A: They do it their way, and take no prisoners (chuckle). I think they’re very similar. I never worked for Donald Trump, but I know you don’t pick up success like he does without doing it your way. The guy I worked for knew what he wanted, and didn’t care who was in his way to get from A to Z. He just cared about getting from A to Z, and I get the sense that that’s how Donald Trump approaches things. He sees where he wants to go on the horizon, and he’s gonna get there, and that’s the bottom line is, “How am I gonna get from Point A to Point Z?” and everything else in between’s not gonna matter as long as he gets to where he wants to go. I’m not talking about the presidency. … It’s a man with a plan, and the end game is whatever he has established, and just find a way to get there. And that’s the way George Steinbrenner was too. It might not be a delicate touch, but the results are the results.

Q: Do you know him at all?
A: I’ve met him, I can’t tell you I know him. He’d come up and sit with George, he’d come to the box. George actually asked me to call him one time. I covered the ground that George asked me to cover with him. I was appreciative that he actually took my call, because Donald Trump has always been Donald Trump, he’s always been a titan, so I felt a little uncomfortable calling a titan that I didn’t know. I wasn’t even sure if he’d take my call or not, but he did, I’m sure out of respect for George Steinbrenner.

Q: How much do you miss being a world champion?
A: A great deal.

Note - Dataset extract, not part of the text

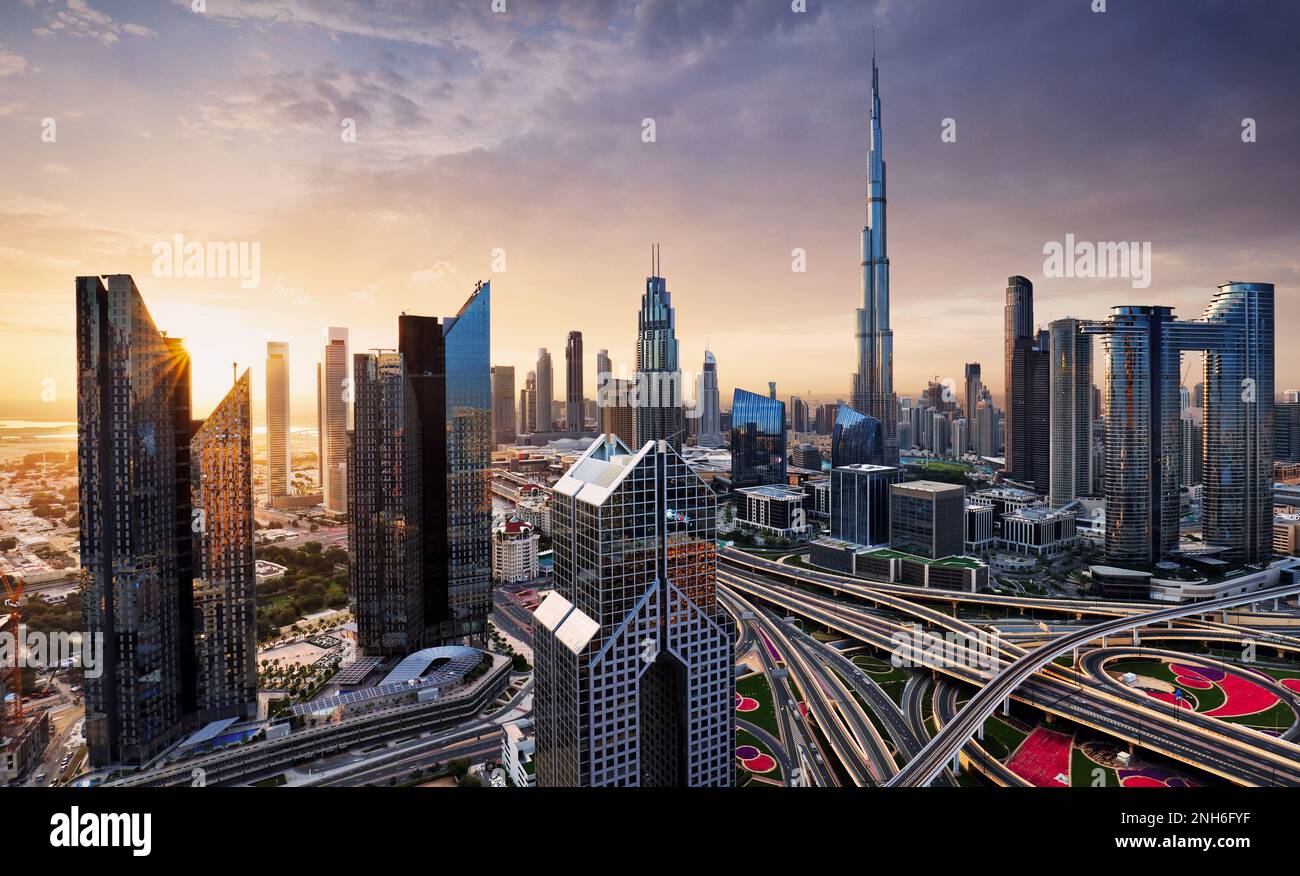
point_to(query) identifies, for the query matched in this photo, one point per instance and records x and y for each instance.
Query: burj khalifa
(872, 385)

That’s all this is about is a race against time accumulating as many championships as you possibly can before you don’t have that opportunity anymore. Tomorrow’s never promised. You’re on the clock in trying to add to that trophy case. And I’m proud of what we’ve done, but I want more, and we need more, and the fans deserve more.

Q: How much sleep do you get?
A: It varies. Probably not enough. Everything we do, especially if they’re big, they’re still not easy decisions. Even the ones that work out well, they keep you up at night because it’s vitally important that every decision we make somehow pays off for this franchise. That’ll make you toss and turn because you know there’s Yankee fans worldwide, not just in the tri-state area are counting on us in getting the job done.

Q: But you wouldn’t trade your job for any other job would you?
A: I’m so focused on trying to do this job that I don’t think about any other job. I don’t think of it that way, I just think of trying to do it to the best of my abilities, for all of us.

Q: What message would you want to leave to Yankees fans?
A: We’re going in the right direction. Better days are ahead. I like the trajectory that we are on, and I think we’re going in the right direction. It doesn’t mean there’s gonna be tough times ahead regardless, but I like the direction that we’re taking and I thought the decision-making in the summer was vitally important for this franchise and I think we’ll be better for it all going forward.